Rubio dismisses Iran peace proposal, stresses nuclear issue
Secretary Marco Rubio suggested to Fox News in an interview on Monday that Iran's peace proposal falls short of the U.S. conditions for ending the war, now entering its third month.
Two officials familiar with the matter told ABC News that the Iranian proposal consists of a loosening of Tehran's grip on the Strait of Hormuz in exchange for the lifting of the U.S. blockade. Talks on Iran's nuclear program would then be pushed back to an unspecified future date, Tehran's proposal suggested.
Rubio, though, said the nuclear issue was at the heart of the U.S. position. "The nuclear question is the reason why we're in this in the first place," Rubio said.
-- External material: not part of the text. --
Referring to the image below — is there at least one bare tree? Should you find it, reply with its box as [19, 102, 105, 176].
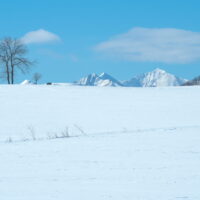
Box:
[33, 72, 42, 85]
[0, 37, 33, 84]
Rubio also said the U.S. would not allow Tehran to retain control over the Strait of Hormuz, or to continue to charge tolls to shipping passing through.
"Those are international waterways. They cannot normalize, nor can we tolerate them trying to normalize, a system in which the Iranians decide who gets to use an international waterway and how much you have to pay them to use it," he said.
Rubio underscored U.S. concerns about the regime's ability to agree to a deal and the status of new Supreme Leader Mojtaba Khamenei.
"One of the impediments here is that our negotiators aren't just negotiating with Iranians. Those Iranians then have to negotiate with other Iranians in order to figure out what they can agree to, what they can offer, what they're willing to do, even who they're willing to meet with," Rubio said.
Asked whether he believed Mojtaba Khamenei was still alive, Rubio replied, "We have indications that he is. Obviously they claim that he is. We don't have evidence that he's not."
"I think the question between alive and in power are two different questions. You can be alive -- but I think the unresolved questions here are does he have the same credibility as his father did," Rubio said.
Rubio also suggested that the Iranian proposal may not have the backing of all factions jostling for influence in Tehran. "I think there are still questions about whether the person submitting it had the authority to submit that offer," he said.
Nonetheless, Rubio said he believed the Iranians "are serious about getting themselves out of the mess that they're in."